Velayudhan L., Proitsi P., Westman E., Muehlboeck JS., Mecocci P., Vellas B., Tsolaki M., Kłoszewska I., Soininen H., Spenger C., Hodges A., Powell J., Lovestone S., Simmons A., dNeuroMed Consortium None.
Biomarkers for Alzheimer's disease (AD) based on non-invasive methods are highly desirable for diagnosis, disease progression, and monitoring therapeutics. We aimed to study the use of hippocampal volume, entorhinal cortex (ERC) thickness, and whole brain volume (WBV) as predictors of cognitive change in patients with AD. 120 AD subjects, 106 mild cognitive impairment (MCI), and 99 non demented controls (NDC) from the multi-center pan-European AddNeuroMed study underwent MRI scanning at baseline and clinical evaluations at quarterly follow-up up to 1 year.

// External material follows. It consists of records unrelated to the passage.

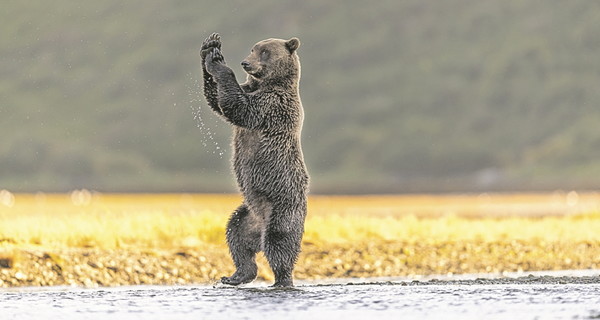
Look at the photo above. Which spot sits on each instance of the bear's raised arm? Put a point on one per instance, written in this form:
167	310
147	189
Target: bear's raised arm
210	86
248	110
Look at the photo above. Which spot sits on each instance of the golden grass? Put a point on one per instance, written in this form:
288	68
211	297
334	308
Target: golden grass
58	236
174	220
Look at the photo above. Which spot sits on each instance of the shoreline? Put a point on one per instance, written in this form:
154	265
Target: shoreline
323	263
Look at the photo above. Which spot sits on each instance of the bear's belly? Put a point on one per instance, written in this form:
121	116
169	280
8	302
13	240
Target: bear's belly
267	166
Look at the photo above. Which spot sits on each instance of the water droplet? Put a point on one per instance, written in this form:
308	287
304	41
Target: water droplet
196	104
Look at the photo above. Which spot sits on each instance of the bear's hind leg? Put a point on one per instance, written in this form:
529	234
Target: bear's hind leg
282	242
243	238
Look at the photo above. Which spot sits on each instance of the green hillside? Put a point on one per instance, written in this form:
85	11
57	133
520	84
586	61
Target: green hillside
399	96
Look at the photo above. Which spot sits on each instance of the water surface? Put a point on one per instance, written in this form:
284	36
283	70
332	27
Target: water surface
524	298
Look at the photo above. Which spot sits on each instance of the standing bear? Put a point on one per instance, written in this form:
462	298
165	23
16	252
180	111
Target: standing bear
267	115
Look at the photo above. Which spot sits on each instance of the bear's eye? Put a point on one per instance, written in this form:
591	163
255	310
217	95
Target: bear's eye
264	54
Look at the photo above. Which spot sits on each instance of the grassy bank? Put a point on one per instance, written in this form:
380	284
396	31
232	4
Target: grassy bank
96	239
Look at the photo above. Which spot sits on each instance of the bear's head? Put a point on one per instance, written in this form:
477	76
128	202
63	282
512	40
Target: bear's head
274	59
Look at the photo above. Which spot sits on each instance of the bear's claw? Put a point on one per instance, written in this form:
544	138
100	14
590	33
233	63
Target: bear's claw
212	41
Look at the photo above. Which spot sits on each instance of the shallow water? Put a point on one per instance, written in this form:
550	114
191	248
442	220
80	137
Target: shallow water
409	300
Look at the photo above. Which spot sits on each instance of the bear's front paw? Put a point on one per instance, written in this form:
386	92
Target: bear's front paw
213	41
214	59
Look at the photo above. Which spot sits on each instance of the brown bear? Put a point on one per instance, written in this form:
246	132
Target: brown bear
267	115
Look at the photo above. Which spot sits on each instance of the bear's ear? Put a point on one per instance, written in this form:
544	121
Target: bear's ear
292	44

The rate of cognitive decline was estimated using cognitive outcomes, Mini-Mental State Examination (MMSE) and Alzheimer disease assessment scale-cognitive (ADAS-cog) by fitting a random intercept and slope model. AD subjects had smaller ERC thickness and hippocampal and WBV volumes compared to MCI and NDC subjects. Within the AD group, ERC > WBV was significantly associated with baseline cognition (MMSE, ADAS-cog) and disease severity (Clinical Dementia Rating). Baseline ERC thickness was associated with both longitudinal MMSE and ADAS-cog score changes and WBV with ADAS-cog decline. These data indicate that AD subjects with thinner ERC had lower baseline cognitive scores, higher disease severity, and predicted greater subsequent cognitive decline at one year follow up. ERC is a region known to be affected early in the disease. Therefore, the rate of atrophy in this structure is expected to be higher since neurodegeneration begins earlier. Focusing on structural analyses that predict decline can identify those individuals at greatest risk for future cognitive loss. This may have potential for increasing the efficacy of early intervention.